メイドのサリーさんは、あたしがなんちゃってマリアだってことを知っている一人だ。つまり新米メイドの癖に、お嬢様のようなまねごとをさせられているってことを知っていてくれている。普段は、一応の設定を守って、マリアに対するように接してくれているのだけれど。心配そうな声音が混じっている。

 よほど酷い顔をしているんだろう。さすがはベテランメイドってところかな。


「化粧をいたしましょうか」

「それはいいわ。本当に嫌いなのよ。それに、マリアも化粧なんかしないでしょ」

「それはそうですが、あなたの顔は、かなり程いわよ。今日、お会いするのはマリア様のことが好きなお方でしょう」


「せめて、目元を温めていきましょうね。このままでは、マリア様の好感度が下がってしまいますわよ」


 其れは判る。マリアの代わりに来ているとはいえ、彼女の評判が落ちるのはまずい気がするからね。それでも、彼女は化粧はあんまりしない人だし。其れも、あたしが彼女に化粧の怖さを吹き込んだからなんだけれどもね。

 意外に彼女は、あたしのいう事を信じてくれる。結構素直で、かわいいところのあるお嬢様なんだ。今のところ、あたしの身の回りにいる人たちに、化粧による、鉛や水銀の中毒の症状が出ている人は見かけないけれど。いずれは何とかしておきたいとは思う。

 あたしの知っていることが起こるのなら、そんなこと気にするほどのことでも無いのだけれど。何しろ帝国の蛮族たちが、やってきたらそれどころではなくなくなるのだから。みんな殺されてしまう。

 それまでに、あたしは村の衆が逃げ出せるように根回しを終える積りだけれど。帝国が侵略できないようにする方が良いのは、分かっていても。実際にどうする方が良いのかは判らないんだ。

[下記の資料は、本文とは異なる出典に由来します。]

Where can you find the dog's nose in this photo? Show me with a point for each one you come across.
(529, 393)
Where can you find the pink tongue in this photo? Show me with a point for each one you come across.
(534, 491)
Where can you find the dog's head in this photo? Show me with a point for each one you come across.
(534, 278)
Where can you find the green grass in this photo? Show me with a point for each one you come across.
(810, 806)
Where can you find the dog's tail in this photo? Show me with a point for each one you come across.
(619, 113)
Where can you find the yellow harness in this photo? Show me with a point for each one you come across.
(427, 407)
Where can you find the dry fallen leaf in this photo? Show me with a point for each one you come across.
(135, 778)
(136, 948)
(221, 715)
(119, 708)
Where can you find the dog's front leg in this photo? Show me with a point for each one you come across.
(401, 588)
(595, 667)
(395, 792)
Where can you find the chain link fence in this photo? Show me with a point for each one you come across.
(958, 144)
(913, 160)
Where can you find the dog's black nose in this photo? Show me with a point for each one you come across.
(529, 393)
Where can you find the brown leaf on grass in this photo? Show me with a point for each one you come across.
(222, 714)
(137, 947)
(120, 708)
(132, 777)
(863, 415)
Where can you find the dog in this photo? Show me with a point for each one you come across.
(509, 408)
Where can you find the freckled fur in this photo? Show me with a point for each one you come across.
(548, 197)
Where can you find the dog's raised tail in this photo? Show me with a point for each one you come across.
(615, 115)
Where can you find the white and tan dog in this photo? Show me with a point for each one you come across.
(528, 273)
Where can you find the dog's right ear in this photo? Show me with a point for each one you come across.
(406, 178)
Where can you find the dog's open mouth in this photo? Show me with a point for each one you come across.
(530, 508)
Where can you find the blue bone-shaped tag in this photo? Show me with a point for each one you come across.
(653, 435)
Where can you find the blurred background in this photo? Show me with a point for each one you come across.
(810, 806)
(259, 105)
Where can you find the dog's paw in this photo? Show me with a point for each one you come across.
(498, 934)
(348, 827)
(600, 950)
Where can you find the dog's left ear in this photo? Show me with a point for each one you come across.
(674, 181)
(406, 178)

 そういったことは、どこかの天才軍師みたいな人の仕事だと思う。あたしは普通の勉強嫌いの不良でしかない。一応、父ちゃんに仕込まれたから、父ちゃんの小隊相手に、結構えげつない勝ち方もできるけれど。あれは模擬線で、夜戦だったからだ。しかも、ほとんど視界の悪い森の中での話だ。暗視ができるアドバンテージは、結構チートなのよね

 あたしが考え事をしている間に、新しく部屋に入ってきた、クリス・バートランドさんに温かい濡れタオルを、持ってきてくれるようにお願いしていた。クリスは要領よく、サリーさんの補佐に収まってしまったいた。なんだかんだ言っても、彼女はスパイの一人でもあるから、誰かの懐にするりと、入り込むことができるみたい。